1. What is the name for the punctuation mark after “oak” and “elm” in this sentence: “The forest abounds with oak, elm, and beech trees”?
2. What is the British phrase for the punctuation mark which is called a period in American English?
3. What is an interrobang?
4. What does a semicolon look like?
5. When a full stop is used as part of email and website addresses, how is it pronounced?
6. What name is given to the accent over the last letter of the Italian word pietà?
7. Which punctuation mark is used with a noun or pronoun to indicate possession or in a contraction to show where letters have been left out?
8. What name is given to a set of three dots (…) in text?
9. A cedilla is a mark which is put underneath which letter to show that the letter has the sound of s?
10. In the German language, what is the name for the sign formed of two dots printed above a vowel?
How did you do?
0 – 1 Mmmm, not exactly brilliant.
2 – 5 A reasonable stab.
6 – 8 A good showing. But there’s still room for improvement!
9 – 10 You really know your stuff. Well done!
Questions set by Tony Augarde (www.augardebooks.co.uk)


9 out of 10.
Never heard of an interrobang and it’s not provided by Microsoft Word!
In question 1. the first one is a comma and the second is an Oxford comma which is superfluous and discouraged in the better houses, unless needed for clarity and precision.
An interrobang is a non-standard punctuation mark which I confess to have never seen in any writing. It is considered poor style, down there with strings of exclamation marks or question marks.
What a pedant I am!!!!
What does it look like?
It looks rather like a cross between an exclamation point and a question mark – joined at the bottom.
An Oxford comma, or serial comma, is encouraged by the Chicago Manual of Style, among other style manuals of repute, and when I worked as a copyeditor for Penguin/Putnam it was required, even in light fiction. Only the press style manuals discourage it, supposedly for reasons of space in short newspaper columns. I think not using the serial comma is sloppy and leads to ambiguity. I associate it with grade school level grammar teaching and am appalled by how many people think it is not only preferable but the ony correct usage..

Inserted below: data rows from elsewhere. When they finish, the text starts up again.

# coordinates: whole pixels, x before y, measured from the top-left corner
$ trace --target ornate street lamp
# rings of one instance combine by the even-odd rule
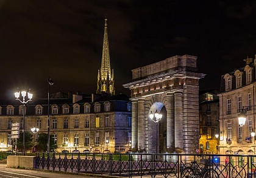
[[[157,147],[158,147],[158,127],[157,127],[157,123],[158,122],[161,120],[161,118],[162,117],[162,115],[157,112],[157,110],[155,111],[155,113],[152,113],[152,111],[151,113],[149,114],[149,118],[150,119],[155,123],[155,126],[157,128],[157,135],[155,136],[156,138],[156,142],[155,142],[155,153],[157,154]]]
[[[47,169],[49,169],[49,159],[50,159],[50,86],[54,84],[52,78],[48,78],[48,122],[47,130]]]
[[[15,92],[15,98],[16,100],[20,101],[23,104],[23,155],[25,156],[26,154],[26,147],[25,147],[25,104],[27,104],[29,101],[32,101],[32,98],[33,97],[33,94],[32,94],[30,92],[30,89],[29,92],[26,92],[25,91],[23,91],[21,92],[21,97],[23,98],[22,100],[20,99],[21,92],[18,91]],[[27,97],[28,100],[26,101],[25,97]]]

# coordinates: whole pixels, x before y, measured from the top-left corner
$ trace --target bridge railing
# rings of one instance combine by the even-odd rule
[[[218,173],[218,177],[256,177],[255,155],[53,153],[48,158],[46,153],[37,152],[35,168],[129,177],[179,178],[184,169],[192,165],[194,170],[207,166]]]

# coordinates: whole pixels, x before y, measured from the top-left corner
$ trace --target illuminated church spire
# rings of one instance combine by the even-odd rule
[[[115,95],[114,70],[112,69],[112,71],[111,71],[110,68],[107,17],[105,18],[102,58],[101,59],[101,69],[98,72],[96,93],[101,94],[102,92]]]

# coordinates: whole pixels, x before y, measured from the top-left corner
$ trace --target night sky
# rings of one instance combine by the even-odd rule
[[[0,99],[46,97],[48,77],[52,92],[96,92],[105,14],[116,94],[132,69],[186,54],[207,74],[201,90],[218,89],[256,54],[255,1],[0,0]]]

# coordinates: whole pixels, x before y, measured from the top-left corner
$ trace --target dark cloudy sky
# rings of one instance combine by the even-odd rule
[[[198,56],[201,90],[256,54],[255,1],[0,0],[0,98],[17,87],[95,92],[107,14],[116,93],[133,69]]]

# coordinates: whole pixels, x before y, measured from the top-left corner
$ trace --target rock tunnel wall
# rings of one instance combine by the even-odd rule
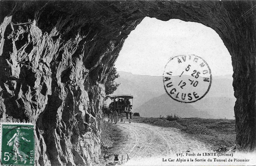
[[[255,16],[240,17],[255,2],[0,3],[1,121],[36,125],[36,165],[98,160],[105,82],[146,16],[201,23],[220,35],[234,68],[237,149],[255,150]]]

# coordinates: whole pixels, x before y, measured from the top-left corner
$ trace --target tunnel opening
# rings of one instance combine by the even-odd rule
[[[207,62],[213,80],[208,92],[201,100],[182,103],[167,96],[162,77],[171,57],[189,54],[198,56]],[[210,28],[177,19],[164,21],[146,17],[126,39],[115,65],[120,75],[117,81],[121,84],[114,94],[134,95],[134,108],[141,116],[165,117],[176,113],[183,117],[234,119],[231,56],[219,35]],[[181,110],[195,112],[171,109],[168,104],[163,105],[164,103],[161,101],[164,101],[181,107]],[[155,105],[154,108],[151,104]],[[154,111],[157,107],[163,110]]]
[[[170,58],[190,54],[198,56],[207,62],[212,81],[209,92],[201,100],[183,103],[173,100],[166,94],[163,73]],[[181,59],[183,62],[184,59]],[[223,138],[228,132],[229,138],[226,139],[225,145],[233,148],[236,99],[232,86],[231,56],[213,29],[200,23],[180,19],[163,21],[146,17],[126,39],[115,67],[120,76],[116,82],[120,85],[113,94],[133,95],[133,113],[139,113],[146,119],[150,117],[167,119],[170,115],[177,115],[182,118],[179,124],[188,127],[185,124],[187,123],[200,129],[191,133],[206,134],[204,138],[198,138],[212,146],[214,150],[222,148],[225,143],[217,139],[218,143],[212,145],[209,142],[214,140],[207,137],[211,137],[212,131],[217,130],[215,134]],[[177,76],[173,76],[172,79]],[[108,103],[111,101],[107,101]],[[135,118],[135,120],[142,120]],[[205,131],[201,131],[202,128]]]

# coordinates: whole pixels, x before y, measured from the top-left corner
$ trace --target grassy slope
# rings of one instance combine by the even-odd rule
[[[190,118],[170,122],[165,118],[133,117],[134,122],[181,129],[213,150],[225,147],[228,150],[235,145],[234,120]]]

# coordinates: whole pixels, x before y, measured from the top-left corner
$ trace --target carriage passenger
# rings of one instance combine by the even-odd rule
[[[128,114],[130,114],[130,119],[132,119],[132,112],[131,111],[131,102],[129,100],[129,99],[126,99],[125,105],[125,111],[126,114],[126,118],[128,119]]]

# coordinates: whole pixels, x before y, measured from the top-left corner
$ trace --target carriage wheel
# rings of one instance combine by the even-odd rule
[[[105,116],[104,117],[104,121],[105,122],[105,123],[108,123],[109,122],[109,117],[110,116],[108,116],[107,114],[106,114],[105,115]]]
[[[112,123],[113,122],[113,116],[112,115],[109,115],[109,120],[110,120],[109,122]]]
[[[115,111],[115,112],[114,112],[113,116],[114,117],[114,122],[115,123],[116,123],[117,122],[117,121],[118,120],[118,114],[117,114],[117,112],[116,112],[116,111]]]
[[[129,123],[132,122],[132,119],[130,118],[130,114],[128,114],[128,122],[129,122]]]

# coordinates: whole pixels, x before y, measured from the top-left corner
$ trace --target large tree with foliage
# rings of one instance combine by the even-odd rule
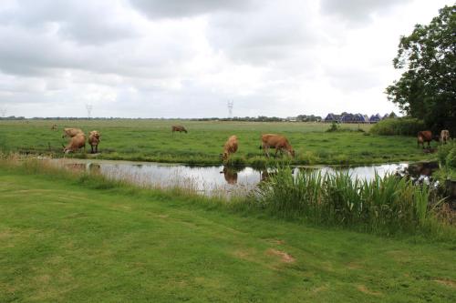
[[[405,70],[387,87],[388,98],[433,130],[456,135],[456,5],[439,11],[430,25],[401,36],[394,67]]]

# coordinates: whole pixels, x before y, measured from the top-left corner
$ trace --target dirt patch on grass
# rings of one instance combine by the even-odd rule
[[[269,256],[280,257],[280,260],[284,263],[293,263],[296,260],[295,258],[293,258],[291,255],[288,255],[285,251],[280,251],[274,248],[269,248],[268,250],[266,250],[266,254]]]
[[[254,258],[254,255],[256,254],[256,251],[253,248],[248,248],[248,249],[237,249],[234,251],[233,255],[239,258],[244,259],[244,260],[249,260],[253,261],[255,258]]]
[[[284,245],[285,244],[284,240],[280,240],[278,238],[268,238],[268,239],[266,239],[266,242],[273,243],[273,244],[278,244],[278,245]]]
[[[367,294],[367,295],[371,295],[371,296],[380,296],[381,295],[381,293],[379,293],[378,291],[373,291],[373,290],[368,289],[368,288],[365,285],[357,286],[357,289],[362,293]]]
[[[356,262],[350,262],[350,263],[347,264],[347,268],[348,269],[359,269],[359,268],[361,268],[361,266]]]
[[[439,284],[443,284],[447,287],[451,287],[453,288],[456,288],[456,281],[453,280],[449,280],[449,279],[443,279],[443,278],[437,278],[434,281],[436,281]]]

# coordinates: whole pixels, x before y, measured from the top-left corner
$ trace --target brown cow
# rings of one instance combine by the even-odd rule
[[[223,154],[222,156],[223,160],[227,160],[231,154],[234,154],[237,151],[238,146],[237,136],[235,135],[230,136],[223,146]]]
[[[428,142],[428,148],[430,148],[430,141],[432,140],[439,142],[439,136],[432,136],[430,130],[419,131],[417,135],[417,147],[420,147],[420,145],[421,145],[424,149],[424,143]]]
[[[269,148],[275,148],[275,154],[274,157],[277,156],[277,152],[280,150],[282,153],[284,150],[288,153],[291,157],[295,157],[295,150],[291,146],[288,139],[284,136],[275,134],[264,134],[261,136],[262,146],[260,148],[264,150],[264,154],[269,157]]]
[[[79,133],[73,136],[67,146],[64,146],[63,152],[67,154],[69,152],[74,152],[79,148],[84,147],[84,152],[86,152],[86,135]]]
[[[448,129],[442,129],[440,132],[440,143],[447,144],[448,140],[450,140],[450,131]]]
[[[73,137],[78,134],[84,135],[84,132],[80,128],[64,128],[62,137]]]
[[[99,132],[98,130],[92,130],[88,133],[88,144],[90,145],[90,154],[98,154],[98,144],[99,144]],[[95,153],[94,148],[95,146]]]
[[[174,132],[185,132],[185,134],[187,134],[187,129],[185,129],[184,126],[171,126],[171,132],[174,133]]]

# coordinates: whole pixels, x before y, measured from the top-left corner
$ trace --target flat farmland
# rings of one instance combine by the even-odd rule
[[[56,124],[57,130],[51,126]],[[182,125],[188,133],[171,133],[172,125]],[[369,134],[370,125],[341,125],[343,131],[326,132],[330,125],[300,122],[236,122],[178,120],[19,120],[0,121],[0,149],[26,154],[63,157],[64,127],[79,127],[88,133],[98,130],[98,155],[75,153],[70,157],[100,159],[221,164],[220,154],[228,136],[236,135],[239,149],[229,163],[264,165],[260,136],[281,134],[288,137],[296,165],[361,165],[416,161],[432,158],[417,148],[412,136]],[[436,143],[433,142],[435,145]],[[281,157],[287,159],[287,157]]]

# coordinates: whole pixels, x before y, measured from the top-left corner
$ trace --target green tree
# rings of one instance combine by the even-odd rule
[[[394,67],[401,77],[387,87],[389,100],[434,130],[456,133],[456,5],[439,11],[430,25],[401,36]]]

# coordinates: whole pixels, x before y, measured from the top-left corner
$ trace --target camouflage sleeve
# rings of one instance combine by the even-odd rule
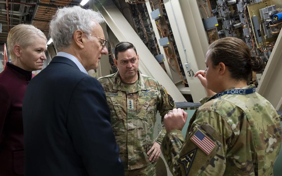
[[[162,152],[171,171],[176,175],[223,175],[226,164],[226,139],[232,135],[227,123],[216,112],[202,111],[197,113],[184,142],[181,142],[180,134],[170,138],[171,134],[166,135]]]
[[[163,155],[170,170],[174,175],[180,175],[179,164],[177,161],[179,158],[179,152],[184,142],[181,131],[175,129],[166,133],[161,143]]]
[[[157,106],[158,110],[161,117],[161,121],[162,125],[161,130],[159,135],[155,140],[155,141],[160,144],[161,143],[161,141],[166,133],[165,129],[165,126],[164,125],[164,117],[167,113],[169,111],[172,110],[173,108],[176,107],[171,96],[167,93],[166,90],[161,85],[160,87],[161,97],[161,101]]]

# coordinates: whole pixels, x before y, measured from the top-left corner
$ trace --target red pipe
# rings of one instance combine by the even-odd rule
[[[8,1],[8,0],[6,0],[6,8],[7,9],[7,22],[8,24],[7,27],[8,29],[8,33],[9,33],[10,30],[9,28],[9,2]]]

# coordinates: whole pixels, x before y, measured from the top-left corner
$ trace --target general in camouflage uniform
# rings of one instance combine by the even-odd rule
[[[162,151],[172,172],[273,175],[281,132],[270,103],[256,92],[210,97],[200,101],[204,104],[190,121],[185,140],[181,131],[174,129],[163,141]]]
[[[155,79],[140,73],[129,89],[117,73],[99,78],[111,112],[111,123],[126,170],[150,164],[147,152],[155,141],[160,144],[165,134],[163,126],[154,139],[154,126],[158,110],[163,117],[175,108],[171,97]]]
[[[163,125],[158,137],[154,138],[157,111],[163,124],[164,116],[175,106],[156,80],[140,73],[139,56],[132,44],[119,43],[115,55],[114,60],[119,71],[98,80],[105,90],[125,174],[153,176],[156,162],[152,162],[161,153],[160,145],[166,133]],[[150,153],[150,157],[154,157],[151,161],[147,155]]]

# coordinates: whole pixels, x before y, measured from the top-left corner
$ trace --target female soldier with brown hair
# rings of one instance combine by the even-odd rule
[[[281,145],[275,109],[248,86],[253,71],[264,65],[242,40],[226,37],[209,47],[206,68],[195,75],[208,97],[190,121],[174,109],[164,117],[162,152],[176,175],[271,175]]]

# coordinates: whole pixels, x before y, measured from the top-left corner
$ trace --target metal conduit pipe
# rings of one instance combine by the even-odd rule
[[[25,5],[26,6],[30,6],[31,7],[32,7],[33,6],[35,6],[35,4],[31,4],[29,3],[23,3],[22,2],[9,2],[8,3],[11,4],[23,4]],[[5,1],[0,1],[0,4],[6,4],[6,2]]]
[[[185,59],[186,59],[186,61],[187,63],[189,63],[188,59],[187,57],[187,53],[186,53],[186,49],[184,46],[184,44],[183,43],[183,40],[182,40],[182,37],[181,37],[181,34],[180,33],[180,31],[179,30],[179,27],[178,27],[178,24],[177,24],[177,20],[176,20],[176,18],[175,17],[175,14],[174,13],[174,11],[173,10],[173,7],[172,7],[172,4],[171,4],[171,2],[170,0],[169,0],[170,2],[170,7],[171,7],[171,10],[172,10],[172,13],[173,13],[173,17],[174,20],[175,21],[175,23],[176,24],[176,27],[177,28],[177,30],[178,31],[178,34],[179,34],[179,37],[180,37],[180,40],[181,42],[181,44],[182,45],[182,48],[184,50],[184,53],[185,54]]]
[[[7,26],[7,29],[8,32],[10,31],[10,29],[9,28],[9,2],[8,0],[6,0],[6,8],[7,9],[7,23],[8,25]]]

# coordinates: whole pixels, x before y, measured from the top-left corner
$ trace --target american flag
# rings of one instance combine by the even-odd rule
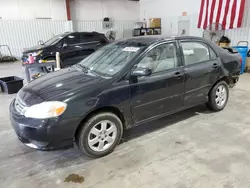
[[[245,0],[201,0],[198,28],[216,23],[221,29],[241,27]]]

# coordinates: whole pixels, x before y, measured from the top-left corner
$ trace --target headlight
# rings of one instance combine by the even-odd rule
[[[42,50],[40,50],[40,51],[38,51],[38,52],[33,52],[33,53],[32,53],[32,56],[33,56],[33,57],[39,56],[42,52],[43,52]]]
[[[58,117],[65,112],[66,108],[67,104],[64,102],[48,101],[27,108],[24,116],[36,119]]]

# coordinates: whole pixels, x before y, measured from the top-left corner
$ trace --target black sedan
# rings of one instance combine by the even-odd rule
[[[102,33],[67,32],[39,43],[38,46],[26,48],[23,51],[24,63],[29,61],[29,56],[32,56],[36,63],[56,60],[56,52],[59,52],[61,67],[65,68],[83,60],[97,49],[107,45],[109,41]],[[51,72],[52,67],[47,66],[44,71]]]
[[[124,129],[202,103],[222,110],[240,66],[239,54],[203,38],[126,39],[23,87],[10,104],[10,120],[30,147],[75,141],[86,155],[101,157]]]

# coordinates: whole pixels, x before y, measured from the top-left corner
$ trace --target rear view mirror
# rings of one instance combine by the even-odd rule
[[[37,43],[38,45],[44,45],[44,42],[42,40],[39,40]]]
[[[150,76],[151,73],[152,71],[148,67],[138,67],[132,71],[131,75],[132,76]]]

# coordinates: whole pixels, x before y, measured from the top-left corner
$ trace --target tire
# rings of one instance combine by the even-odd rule
[[[213,111],[221,111],[227,105],[228,97],[228,84],[225,81],[220,81],[210,90],[206,105]]]
[[[106,129],[102,124],[106,124]],[[113,130],[112,133],[111,130]],[[76,136],[76,144],[89,157],[103,157],[113,152],[122,134],[122,122],[115,114],[99,113],[82,125]]]

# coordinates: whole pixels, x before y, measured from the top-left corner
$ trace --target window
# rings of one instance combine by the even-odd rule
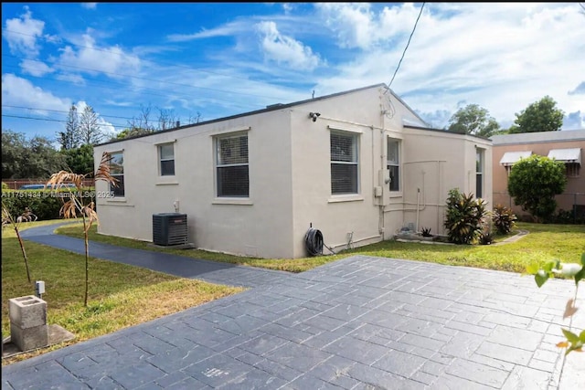
[[[248,197],[248,134],[216,139],[218,196]]]
[[[175,175],[175,145],[165,143],[158,145],[159,174],[161,176]]]
[[[475,197],[484,196],[484,149],[475,149]]]
[[[124,156],[122,152],[110,153],[110,174],[116,179],[110,184],[110,192],[115,196],[124,196]]]
[[[331,132],[331,194],[357,194],[357,135]]]
[[[388,139],[388,170],[390,174],[390,191],[400,191],[400,141]]]

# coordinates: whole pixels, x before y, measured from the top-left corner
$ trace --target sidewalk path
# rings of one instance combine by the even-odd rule
[[[100,253],[120,258],[107,249]],[[516,273],[365,256],[271,275],[239,294],[3,367],[2,388],[585,388],[585,353],[569,353],[561,375],[555,346],[569,326],[562,314],[572,281],[538,289]],[[580,329],[584,312],[573,318]]]
[[[21,232],[21,236],[29,241],[85,255],[85,245],[81,238],[53,233],[57,227],[68,224],[26,229]],[[277,282],[279,279],[290,275],[289,272],[284,271],[207,261],[164,252],[133,249],[95,241],[90,243],[90,256],[181,278],[198,279],[210,283],[229,286],[256,287]]]

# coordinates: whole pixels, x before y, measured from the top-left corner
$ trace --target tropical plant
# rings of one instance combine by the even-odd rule
[[[510,133],[557,132],[563,125],[564,116],[563,111],[557,108],[557,102],[550,96],[545,96],[516,114]]]
[[[502,205],[495,205],[492,211],[492,222],[495,226],[497,232],[501,235],[506,235],[512,231],[516,226],[518,217],[508,208]]]
[[[535,281],[538,288],[542,287],[545,282],[555,276],[564,278],[573,278],[575,279],[575,298],[569,299],[565,305],[563,320],[571,317],[577,311],[576,300],[579,282],[585,279],[585,253],[581,254],[581,264],[577,263],[562,263],[559,260],[550,260],[544,264],[542,268],[537,263],[533,263],[526,268],[528,274],[534,275]],[[566,348],[565,355],[572,351],[582,352],[585,345],[585,330],[577,334],[571,329],[561,328],[565,341],[557,344],[559,348]]]
[[[447,132],[490,137],[500,125],[489,115],[489,111],[477,104],[469,104],[457,110],[449,120]]]
[[[540,221],[548,221],[557,208],[555,195],[567,185],[565,165],[547,156],[533,154],[514,164],[508,176],[508,193],[514,203]]]
[[[462,194],[458,188],[449,190],[444,227],[449,241],[454,244],[472,244],[482,232],[487,216],[487,202],[475,198],[473,194]]]
[[[112,176],[110,174],[110,160],[112,157],[109,153],[103,153],[101,155],[101,161],[100,162],[100,165],[98,170],[93,174],[94,181],[102,180],[108,183],[109,184],[117,185],[118,180]],[[49,178],[48,182],[45,187],[49,188],[60,188],[64,184],[74,184],[76,188],[68,187],[68,191],[69,192],[69,196],[63,199],[63,206],[61,207],[59,214],[63,216],[65,218],[77,218],[78,215],[83,220],[83,233],[84,233],[84,243],[85,243],[85,296],[83,304],[87,307],[88,305],[88,294],[89,294],[89,285],[90,285],[90,241],[89,241],[89,231],[93,223],[99,224],[100,221],[98,219],[98,214],[95,211],[95,203],[90,200],[87,201],[87,199],[90,199],[85,196],[82,196],[81,192],[79,190],[80,188],[83,188],[83,180],[90,174],[73,174],[72,172],[67,171],[59,171],[56,174],[53,174]],[[95,186],[95,185],[94,185]]]

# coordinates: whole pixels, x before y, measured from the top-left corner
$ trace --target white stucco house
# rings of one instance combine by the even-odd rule
[[[443,234],[451,188],[491,206],[491,148],[431,129],[385,84],[275,104],[97,145],[120,179],[96,183],[98,231],[153,241],[153,216],[180,213],[197,248],[271,258],[306,257],[310,227],[334,250]]]

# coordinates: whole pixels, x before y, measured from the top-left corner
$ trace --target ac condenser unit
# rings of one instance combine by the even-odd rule
[[[187,239],[186,214],[153,214],[153,244],[184,245]]]

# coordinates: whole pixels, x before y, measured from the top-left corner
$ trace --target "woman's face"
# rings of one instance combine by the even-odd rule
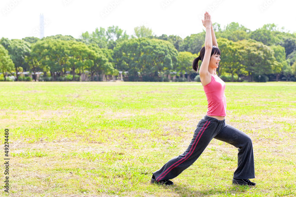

As a pedant, puzzle fan, and computer scientist, this week’s quiz was right up my alley. As usual, one question tripped me up: the one about the interrobang. The Unicode standard defines this symbol and zillions more. If your browser is set up to display UTF-8, you should see it here: ‽
Three of these questions are about diacritics, not punctuation.
SandraS – Word processors don’t provide characters. Fonts do.